Пётр смотрел на всё это и понимал, что Нина нашла то единственное хорошее, что сейчас было в Ольге. Она стояла! Именно это и подметила Нина, хотя Ольга должна была уже давно упасть от такого количества выпитого спиртного. Всё остальное было против неё. Практически любой человек, взглянув на Ольгу в таком жалком состоянии, наверное, осудил бы её по сотням статей морали и прочих нравоучений. Грязная одежда, немытые волосы и лицо – всё было против неё. Но вот Нина её не осудила. Напротив, она проявила к ней любовь.

Пётр задумался над поступком своей жены: «Как она так может поступать? Я так не могу. Они там пьют вдвоём, а их ребёнок всё это видит. Как же это ужасно».

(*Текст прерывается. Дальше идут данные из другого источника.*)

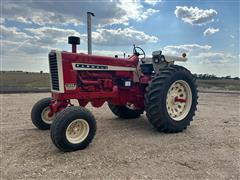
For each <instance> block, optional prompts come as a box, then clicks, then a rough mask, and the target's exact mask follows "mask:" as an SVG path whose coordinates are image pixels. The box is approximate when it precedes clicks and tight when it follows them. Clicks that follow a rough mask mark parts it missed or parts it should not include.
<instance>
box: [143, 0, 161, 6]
mask: <svg viewBox="0 0 240 180" xmlns="http://www.w3.org/2000/svg"><path fill="white" fill-rule="evenodd" d="M144 2H145V3H147V4H150V5H153V6H155V5H156V4H157V3H159V2H162V0H145V1H144Z"/></svg>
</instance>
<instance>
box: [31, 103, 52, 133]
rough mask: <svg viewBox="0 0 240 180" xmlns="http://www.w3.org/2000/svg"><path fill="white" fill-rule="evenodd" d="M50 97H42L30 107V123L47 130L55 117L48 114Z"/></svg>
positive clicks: (39, 128)
mask: <svg viewBox="0 0 240 180" xmlns="http://www.w3.org/2000/svg"><path fill="white" fill-rule="evenodd" d="M51 101H52V98H44V99H41V100H40V101H38V102H37V103H36V104H35V105H34V106H33V108H32V112H31V119H32V123H33V124H34V125H35V126H36V127H37V128H38V129H40V130H48V129H50V126H51V124H52V122H53V121H54V119H55V115H52V116H49V113H50V111H51V110H50V108H49V104H50V103H51Z"/></svg>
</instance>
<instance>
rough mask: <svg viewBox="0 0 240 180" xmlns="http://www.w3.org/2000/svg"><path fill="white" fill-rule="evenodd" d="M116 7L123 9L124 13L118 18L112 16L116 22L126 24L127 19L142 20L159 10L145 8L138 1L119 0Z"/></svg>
mask: <svg viewBox="0 0 240 180" xmlns="http://www.w3.org/2000/svg"><path fill="white" fill-rule="evenodd" d="M117 7H119V8H120V9H121V10H123V11H124V15H123V16H122V17H120V18H119V17H118V18H114V21H115V22H114V23H116V24H119V23H120V24H121V23H123V24H128V22H129V20H135V21H138V22H140V21H144V20H146V19H147V18H148V17H149V16H151V15H153V14H154V13H157V12H159V10H156V9H152V8H149V9H146V10H145V9H144V6H143V5H142V4H141V2H140V1H119V4H117Z"/></svg>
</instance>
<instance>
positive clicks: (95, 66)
mask: <svg viewBox="0 0 240 180" xmlns="http://www.w3.org/2000/svg"><path fill="white" fill-rule="evenodd" d="M75 67H76V68H84V69H85V68H90V69H108V67H107V66H103V65H94V64H75Z"/></svg>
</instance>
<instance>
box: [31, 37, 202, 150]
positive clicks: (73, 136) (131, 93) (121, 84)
mask: <svg viewBox="0 0 240 180" xmlns="http://www.w3.org/2000/svg"><path fill="white" fill-rule="evenodd" d="M68 41H69V43H70V44H72V52H66V51H61V52H60V51H51V52H50V53H49V66H50V77H51V92H52V97H51V98H44V99H42V100H40V101H38V102H37V103H36V104H35V105H34V107H33V109H32V113H31V118H32V122H33V124H34V125H35V126H36V127H37V128H38V129H41V130H46V129H50V128H51V139H52V141H53V143H54V144H55V145H56V147H57V148H59V149H60V150H62V151H74V150H79V149H84V148H86V147H87V146H88V145H89V143H91V141H92V139H93V138H94V135H95V133H96V120H95V118H94V116H93V114H92V113H91V112H90V111H89V110H87V109H86V108H84V107H85V106H86V105H87V104H88V103H91V105H92V106H93V107H97V108H98V107H101V106H102V105H103V104H104V103H105V102H107V103H108V106H109V108H110V110H111V111H112V112H113V114H115V115H116V116H118V117H119V118H123V119H127V118H138V117H140V116H141V115H142V114H143V113H144V111H146V115H147V118H148V119H149V122H150V123H151V124H152V125H153V127H155V128H156V130H158V131H161V132H166V133H176V132H181V131H182V130H184V129H186V128H187V126H188V125H189V124H190V121H192V119H193V116H194V115H195V111H196V106H197V98H198V95H197V89H196V84H195V79H194V78H193V76H192V74H191V73H190V71H189V70H187V69H186V68H184V67H181V66H177V65H174V61H186V60H187V58H186V54H183V55H182V57H174V56H164V55H162V52H161V51H155V52H153V53H152V57H151V58H146V57H145V52H144V50H143V49H142V48H140V47H135V46H134V48H133V54H132V55H131V56H130V57H128V58H118V57H104V56H96V55H90V54H84V53H77V52H76V45H77V44H80V38H78V37H73V36H71V37H69V38H68ZM73 99H76V100H78V102H79V106H73V104H72V103H71V100H73Z"/></svg>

Пётр даже вспомнил момент, когда в очередной запой Нина просила его помочь довезти Ольгу с мужем до больницы, чтобы вывести их из этого состояния. И вот картина: Ольга лежит на полу, и на её лице засохла пена от блевотины. Да и одежда на ней задрана неприлично. В нос бил запах кислятины и грибковой гнили вперемешку с въевшимся табачным дымом дешёвых сигарет. А через маленькие окошки в комнате не мог проникнуть Божий свет из-за слоя старой грязи и пыли. Даже паук у окна, который давным-давно сплёл здесь свою сеть, уже не чинил её и в край обленился, так как в том не было нужды. Он с тоской смотрел на всё происходящее. Мухи, что путались в его сетях, были пьяны от смрада воздуха и еды за грязным столом с кружками, тарелками и сковородой посредине, в которые было страшно заглянуть, боясь подходящей к горлу тошноты. Даже слюну с трудом проглатывал всякий, кто заходил в эту комнату.

Паук ел невкусных мух и морщился, вспоминая рассказы своих предков о том, что когда-то давно жили здесь дед да баба. И баба была хорошей хозяйкой: чистила и убирала дочиста чуть ли не каждый день, так что и паутину приходилось кроить часто. И если удавалось в ночь сплести и изловить какого-нибудь мотылька или комара, то радость была, да и кровь свежа и вкусна. А к следующей ночи плети новую паутину. Вот это была настоящая жизнь!

Пётр зашел в комнату справа. Очень малая комната. Школьный стол и лампа, книги, учебники, карандаши, ластик и какие-то незамысловатые игрушки. В комнате было убрано. Там жила девочка Аня.

Пётр не раз говорил Нине: «Заберём девочку к себе. А их лишим родительских прав. Мочи более нет смотреть на такое». Конечно, Нина была согласна, поэтому Аня жила у них. Но проходило какое-то время, и появлялись родители девочки. Они умоляли и божились, что больше такого не повторится. Их клятв хватало ненадолго. Но Нина им всё равно верила. Может, не то чтобы верила, а скорее надеялась на то, что у всех есть шанс и этого шанса должно быть много.

Там, где жила Нина, храма не было. Но у её мамы в углу стояла довольно простой работы икона Божьей Матери с Младенцем Иисусом на руках. О Боге в доме никто не говорил и молитв не читал. Но Нина, ещё будучи ребёнком, нет-нет да засматривалась на икону. С братьями и сестрой она сильно не баловалась. Конечно, бывало, что и пошалят немного. Но в этой комнате, где стояла икона, она не смела вести себя иначе, кроме как тихо и смиренно, пытаясь заглянуть в глаза на иконе. Ей казалось, что там кто-то есть. Порою даже было страшно, но всё же как-то спокойно.